- Stories from Afield: Adventures with Wild Things in Wild Places by Bruce L. Smith
Renowned wildlife conservationist Bruce L. Smith reflects upon his decades-long career studying prominent fauna of the intermountain West in Stories from Afield. In each of the sixteen essays assembled here he shares the local ecological knowledge he has gained while honing his wilderness skills fishing and hunting at a young age and later tracking large mammals while working for the federal government in its wildlife management and conservation efforts. He takes his readers along as he tracks, observes, and assesses mammals ranging from the mountain goats who call the treacherous cliffs of Montana's Bitterroot Mountains home, to the elk who have adapted—and continue to adapt—to human interference within their native Greater Yellowstone ecosystem. All the while Smith highlights the unpredictability of the field biologist's life, recounting such episodes as finding himself stranded miles from the nearest town as a result of a (luckily harmless) helicopter crash, or riding out an avalanche while navigating a steep snowfield, leaving him safe but shaken.
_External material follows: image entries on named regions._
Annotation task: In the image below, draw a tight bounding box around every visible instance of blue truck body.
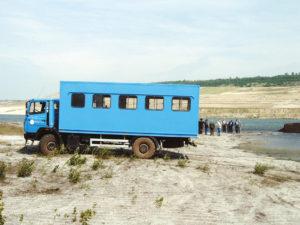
[59,82,199,137]
[24,81,200,158]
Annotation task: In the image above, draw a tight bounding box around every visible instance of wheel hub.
[47,141,56,151]
[140,144,149,154]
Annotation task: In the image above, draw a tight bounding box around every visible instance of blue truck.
[24,81,200,158]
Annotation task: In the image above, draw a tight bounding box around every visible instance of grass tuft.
[196,164,210,173]
[92,159,105,170]
[177,159,188,168]
[80,209,96,225]
[253,163,270,176]
[102,169,113,179]
[0,190,5,225]
[52,165,59,173]
[93,148,112,159]
[0,161,7,180]
[69,168,80,184]
[17,158,34,177]
[68,153,86,166]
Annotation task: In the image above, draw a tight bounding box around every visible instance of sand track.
[0,135,300,225]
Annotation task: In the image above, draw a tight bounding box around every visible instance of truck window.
[119,95,137,109]
[29,102,46,114]
[71,93,85,108]
[145,96,164,110]
[93,94,110,109]
[172,97,191,111]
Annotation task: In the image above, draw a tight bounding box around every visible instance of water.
[0,114,300,161]
[0,114,24,123]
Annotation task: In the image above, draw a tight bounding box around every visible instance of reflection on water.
[240,132,300,161]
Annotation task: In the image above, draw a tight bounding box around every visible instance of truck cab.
[24,99,59,141]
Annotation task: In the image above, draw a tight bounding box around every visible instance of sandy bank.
[0,135,300,225]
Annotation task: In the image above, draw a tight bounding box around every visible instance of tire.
[40,134,59,155]
[65,135,79,154]
[132,138,156,159]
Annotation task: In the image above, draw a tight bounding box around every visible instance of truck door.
[24,101,49,133]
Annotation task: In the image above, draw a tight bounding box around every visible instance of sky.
[0,0,300,99]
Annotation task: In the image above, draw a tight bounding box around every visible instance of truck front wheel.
[40,134,58,155]
[132,138,156,159]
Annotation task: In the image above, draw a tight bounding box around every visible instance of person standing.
[222,120,227,133]
[204,119,208,135]
[228,120,233,133]
[209,122,216,136]
[199,118,205,134]
[217,120,222,136]
[234,119,241,134]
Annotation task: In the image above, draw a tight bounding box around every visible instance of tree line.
[163,72,300,87]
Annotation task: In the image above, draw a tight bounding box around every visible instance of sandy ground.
[0,134,300,225]
[0,101,25,115]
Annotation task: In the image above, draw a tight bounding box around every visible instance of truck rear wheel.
[132,138,156,159]
[40,134,58,155]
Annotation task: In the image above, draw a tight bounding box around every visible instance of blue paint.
[59,82,199,137]
[24,81,199,137]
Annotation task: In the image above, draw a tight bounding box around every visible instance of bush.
[92,159,105,170]
[93,148,111,159]
[0,161,7,180]
[177,159,188,168]
[69,168,80,184]
[102,169,113,178]
[253,163,269,176]
[69,153,86,166]
[80,209,96,225]
[0,191,5,225]
[18,159,34,177]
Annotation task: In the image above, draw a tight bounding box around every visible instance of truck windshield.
[29,102,46,114]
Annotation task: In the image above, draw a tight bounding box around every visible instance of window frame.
[71,92,86,108]
[171,96,192,112]
[118,95,138,110]
[28,101,48,115]
[145,95,165,111]
[92,93,111,109]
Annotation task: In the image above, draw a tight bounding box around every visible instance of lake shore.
[0,86,300,119]
[0,134,300,225]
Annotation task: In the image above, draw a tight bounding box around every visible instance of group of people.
[199,118,241,136]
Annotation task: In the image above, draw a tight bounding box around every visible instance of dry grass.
[17,158,34,177]
[0,190,5,225]
[0,123,23,135]
[80,209,96,225]
[253,163,270,176]
[177,159,188,168]
[68,153,86,166]
[92,159,105,170]
[196,164,210,173]
[0,161,7,180]
[69,168,80,184]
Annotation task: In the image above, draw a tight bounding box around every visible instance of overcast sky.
[0,0,300,99]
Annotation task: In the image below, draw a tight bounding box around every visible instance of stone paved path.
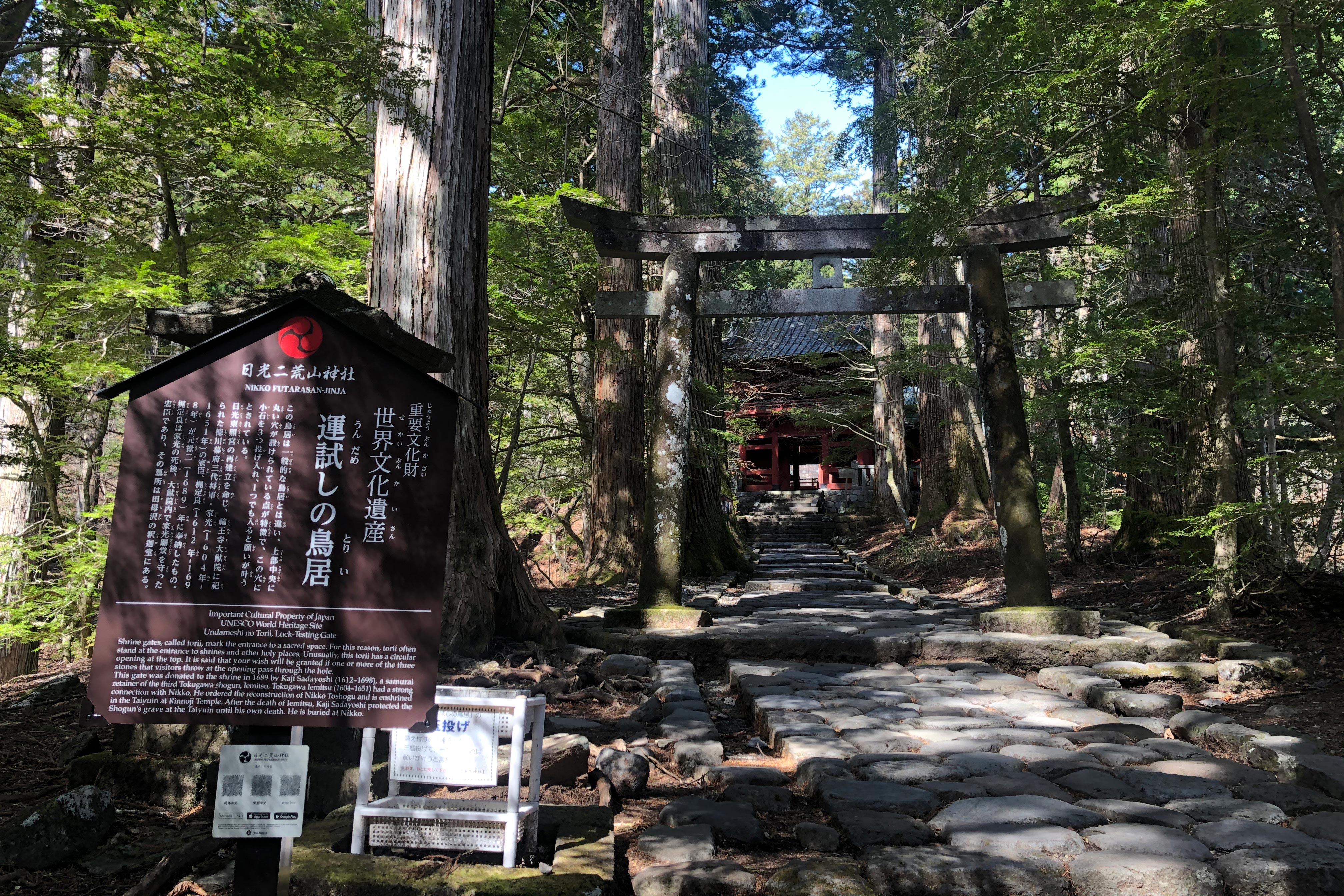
[575,540,1344,896]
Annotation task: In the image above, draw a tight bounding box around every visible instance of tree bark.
[1051,380,1083,562]
[1274,4,1344,553]
[915,314,989,535]
[872,314,911,528]
[652,0,712,215]
[1199,149,1243,621]
[871,51,911,528]
[965,244,1054,607]
[585,0,644,583]
[640,251,699,606]
[641,0,743,582]
[368,0,563,654]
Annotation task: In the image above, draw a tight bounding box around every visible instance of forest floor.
[848,521,1344,750]
[0,527,1344,896]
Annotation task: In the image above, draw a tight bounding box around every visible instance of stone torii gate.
[560,193,1095,627]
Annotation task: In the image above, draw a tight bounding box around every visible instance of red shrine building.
[723,317,874,504]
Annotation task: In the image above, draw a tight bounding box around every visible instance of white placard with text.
[214,744,308,837]
[391,709,500,787]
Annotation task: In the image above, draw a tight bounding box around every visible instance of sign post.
[89,300,457,896]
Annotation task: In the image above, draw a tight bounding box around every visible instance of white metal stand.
[349,686,546,868]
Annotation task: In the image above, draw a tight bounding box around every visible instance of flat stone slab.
[1167,797,1288,825]
[630,861,755,896]
[948,825,1085,860]
[1215,846,1344,896]
[659,797,765,845]
[1281,754,1344,799]
[915,780,989,806]
[817,778,941,818]
[1110,690,1185,719]
[929,795,1105,837]
[1078,744,1163,768]
[793,821,840,853]
[941,752,1027,778]
[1195,818,1344,852]
[1074,799,1195,830]
[765,856,875,896]
[723,785,793,813]
[634,825,715,865]
[832,809,933,849]
[1055,768,1142,801]
[1293,811,1344,844]
[780,732,859,766]
[1148,756,1274,787]
[702,766,789,787]
[1232,783,1344,815]
[862,844,1068,896]
[1113,767,1230,806]
[1082,822,1210,861]
[1134,737,1214,759]
[966,771,1074,803]
[1068,852,1224,896]
[860,760,962,785]
[974,607,1101,638]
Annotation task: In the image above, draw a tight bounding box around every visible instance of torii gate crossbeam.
[560,193,1095,627]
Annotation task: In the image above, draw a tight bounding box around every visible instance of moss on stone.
[602,606,714,629]
[974,606,1101,638]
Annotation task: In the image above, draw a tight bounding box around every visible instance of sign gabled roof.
[94,297,457,399]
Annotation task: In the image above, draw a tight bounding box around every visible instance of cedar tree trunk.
[368,0,562,654]
[585,0,645,583]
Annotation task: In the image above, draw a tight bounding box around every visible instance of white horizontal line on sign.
[117,600,433,613]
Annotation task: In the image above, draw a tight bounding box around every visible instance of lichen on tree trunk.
[368,0,563,654]
[915,314,991,535]
[640,251,699,606]
[583,0,645,583]
[965,244,1054,606]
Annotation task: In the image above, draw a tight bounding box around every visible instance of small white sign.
[391,709,500,787]
[214,744,308,837]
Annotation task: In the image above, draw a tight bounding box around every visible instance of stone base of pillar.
[974,607,1101,638]
[602,607,714,629]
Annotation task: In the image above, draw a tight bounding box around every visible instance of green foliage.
[0,0,387,657]
[766,111,868,215]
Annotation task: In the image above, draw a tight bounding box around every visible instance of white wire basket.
[351,686,546,868]
[368,797,531,853]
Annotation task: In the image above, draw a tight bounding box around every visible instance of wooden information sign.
[89,301,457,728]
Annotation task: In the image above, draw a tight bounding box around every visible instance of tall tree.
[370,0,560,653]
[652,0,742,574]
[585,0,644,582]
[915,314,992,535]
[872,47,914,525]
[1274,3,1344,564]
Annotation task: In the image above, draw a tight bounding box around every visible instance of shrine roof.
[723,316,868,363]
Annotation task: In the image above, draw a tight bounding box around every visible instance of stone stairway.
[738,492,836,551]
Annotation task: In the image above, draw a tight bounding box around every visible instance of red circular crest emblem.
[276,317,323,357]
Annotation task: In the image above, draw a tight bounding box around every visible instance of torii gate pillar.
[640,251,700,612]
[560,195,1095,620]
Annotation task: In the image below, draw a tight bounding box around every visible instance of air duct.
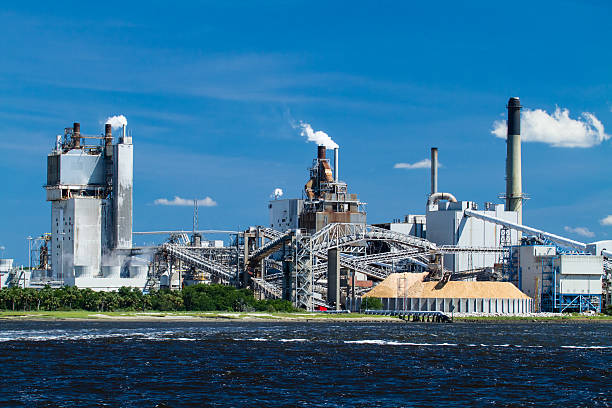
[506,97,523,224]
[427,192,457,207]
[431,147,438,194]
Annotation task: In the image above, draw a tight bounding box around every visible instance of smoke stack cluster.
[334,147,340,183]
[506,97,523,224]
[104,123,113,146]
[431,147,438,194]
[72,122,81,147]
[317,146,327,160]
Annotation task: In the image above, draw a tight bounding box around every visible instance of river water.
[0,321,612,407]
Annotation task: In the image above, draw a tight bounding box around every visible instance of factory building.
[42,123,147,290]
[510,245,603,312]
[426,201,518,273]
[268,146,366,234]
[298,146,366,234]
[268,198,304,231]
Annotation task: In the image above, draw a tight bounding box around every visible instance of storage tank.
[102,265,121,278]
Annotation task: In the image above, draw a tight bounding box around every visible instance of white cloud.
[294,122,338,149]
[153,196,217,207]
[563,226,595,238]
[393,159,442,170]
[270,188,283,198]
[599,215,612,226]
[104,115,127,129]
[491,107,610,147]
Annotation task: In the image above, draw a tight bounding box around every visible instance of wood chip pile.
[363,273,529,299]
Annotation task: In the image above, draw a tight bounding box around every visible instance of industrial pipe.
[72,122,81,147]
[104,123,113,146]
[506,97,523,224]
[431,147,438,194]
[427,193,457,207]
[334,147,339,183]
[317,146,326,160]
Smith has crafted more than a simple field guide with these essays, however. He is as interested in examining the inherent impulse that drives humans to intertwine our lives with wild things and wild places as in illustrating the specifics of the field researcher's escapades. Accordingly, he traces the development of his own appreciation for the "joy, wonder, and drama" that humans encounter confronting the intricacies of the natural world (x). To be sure, many of his essays focus on the glamorous side of field excursions. In "In the Timber," for example, he conjures memories of singlehandedly hazing a black bear off a young elk kill he hopes to study on Grand Teton National Park's Timbered Island (137). But he [End Page 372] gives just as much space to—and expresses just as much reverence for—the more routine natural encounters he has experienced. In "Big Turtle," for instance, he writes fondly about his discoveries as a young man growing up in western Michigan, exploring marshes, mapping muskrat houses, and catching turtles. Smith's essays thus honor the inborn curiosity that drove him from his beginnings as an amateur explorer and continued throughout his career with the US Fish and Wildlife Service, provoking his fascination with the natural world. Echoing E. O. Wilson, Smith writes, "It doesn't require a grand landscape or wilderness to prime the pump. A nearby pond or anthill will do" (24).
Smith weaves his memories of exploring the rich and wild biotic heritage of the American West into impassioned lessons for his readers—lessons in ecology, discovery, and even humanity. He reminds us of the childlike curiosity dwelling within us all as he muses about the potential for such curiosity to reinforce our connection with wild nature while inspiring us to conserve it. Smith's dynamic reflections confront lay readers as well as educators in the fields of wildlife biology, conservation, and western American natural heritage with a charming account of the driving factors and ambitions that lead individuals to immerse themselves in wild nature and to live in service to wild things and wild places.